7_Brew Franchise · 2025 FDDAnswer from 2025 FDD Document
(a) Owner agrees to defend, indemnify and hold harmless Manufacturer, its subsidiaries, parents and affiliates and their officers, directors, shareholders, agents, servants and employees from and against any and all third party claims, losses, liabilities, damages, expenses and costs, including reasonable attorney's fees and court costs (collectively "Claims" or individually a "Claim") arising out of (i) any grossly negligent act or omission, willful misconduct or fraud of Owner or its agents, (ii) Owner's breach of any of its representations, warranties or obligations contained in this Agreement, (iii) the alteration or modification of the Unit by the Owner or its employees, agents or representatives, (iv) the shipping or transportation of the Unit, (v) the installation of the Unit by Owner or its employees, agents or representatives, and (vi) the use of the Unit.
- (b) Manufacturer agrees to defend, indemnify, and hold harmless Owner, along with its officers, directors, agents, and employees from and against any and all claims resulting from or relating to any breach by Manufacturer of any non-fulfillment of any obligation that this Agreement requires Manufacturer to perform or otherwise arising out of Manufacturer's gross negligence or willful misconduct.
- (c) LIMITATION ON DAMAGES: IN NO EVENT SHALL THE PARTIES BE LIABLE TO EACH OTHER, OR TO THEIR RESPECTIVE OFFICERS, EMPLOYEES OR REPRESENTATIVES, OR TO ANY THIRD PARTY, FOR ANY INDIRECT, CONSEQUENTIAL, INCIDENTAL, SPECIAL, PUNITIVE OR EXEMPLARY DAMAGES OF OWNER, OWNER'S OFFICERS, EMPLOYEES, REPRESENTATIVES OR INSUREERS, OR OF ANY THIRD PARTY, OF WHATSOEVER NATURE (INCLUDING, BUT NOT LIMITED TO, LOST BUSINESS, LOST PROFITS, DAMAGE TO GOODWILL OR REPUTATION AND/OR DEGRADATION IN VALUE OF BRANDS, TRADEMARKS, TRADENAMES, SERVICES NAMES OR SERVICE MARKS, OR INJURY TO PERSONS) WHETHER ARISING OUT OF BREACH OF CONTRACT, WARRANTY, TORT (INCLUDING NEGLIGENCE, FAILURE TO WARN OR STRICT LIABILITY), CONTRIBUTION, INDEMNITY, SUBROGATION OR OTHERWISE.
Source: Item 23 — RECEIPTS (FDD pages 83–279)
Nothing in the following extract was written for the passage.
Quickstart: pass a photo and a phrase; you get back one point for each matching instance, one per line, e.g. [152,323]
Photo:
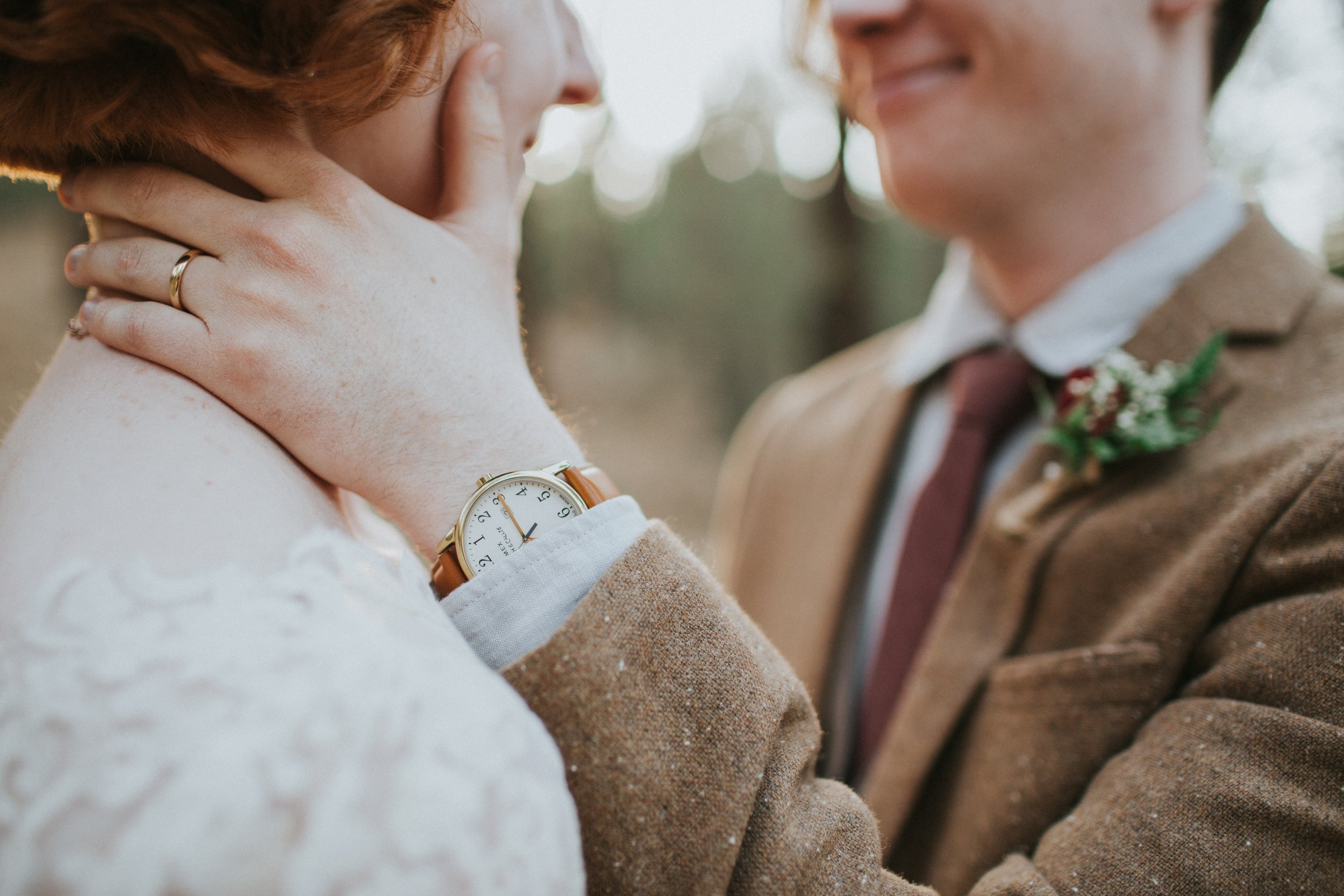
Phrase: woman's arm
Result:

What This Means (2025 FDD)
According to 7 Brew's 2025 Franchise Disclosure Document, the franchise agreement stipulates that the owner must indemnify the manufacturer for claims arising from the shipping or transportation of the Unit. Specifically, the owner agrees to defend, indemnify, and hold the manufacturer harmless from any third-party claims, losses, liabilities, damages, expenses, and costs, including attorney's fees and court costs, related to the shipping or transportation of the Unit. This obligation is outlined in Article 8 of the agreement, which addresses indemnification responsibilities between the owner and the manufacturer.
This requirement means that if any claims or issues arise during the shipping or transportation of the 7 Brew unit, the owner is responsible for covering the manufacturer's costs and legal liabilities. This could include damages to the unit during transit, accidents involving the transportation vehicle, or any other claims made by third parties related to the shipping process. The owner's responsibility extends to covering all associated expenses, including legal fees, which can potentially be substantial.
However, the manufacturer also has indemnification responsibilities. The manufacturer agrees to defend, indemnify, and hold harmless the owner from claims resulting from the manufacturer's breach of obligations or gross negligence. This creates a reciprocal arrangement where each party is responsible for their own actions and potential liabilities. It is important for prospective 7 Brew franchisees to understand the scope of their indemnification obligations and to ensure they have adequate insurance coverage to protect themselves against potential claims related to the shipping and transportation of the unit.
Furthermore, the agreement includes a limitation on damages, stating that neither party shall be liable for any indirect, consequential, incidental, special, punitive, or exemplary damages. This limitation applies to various types of damages, including lost business, lost profits, and damage to goodwill, regardless of whether the claim arises from breach of contract, warranty, tort, or other legal theories. This provision aims to limit the financial exposure of both parties in the event of a dispute or claim.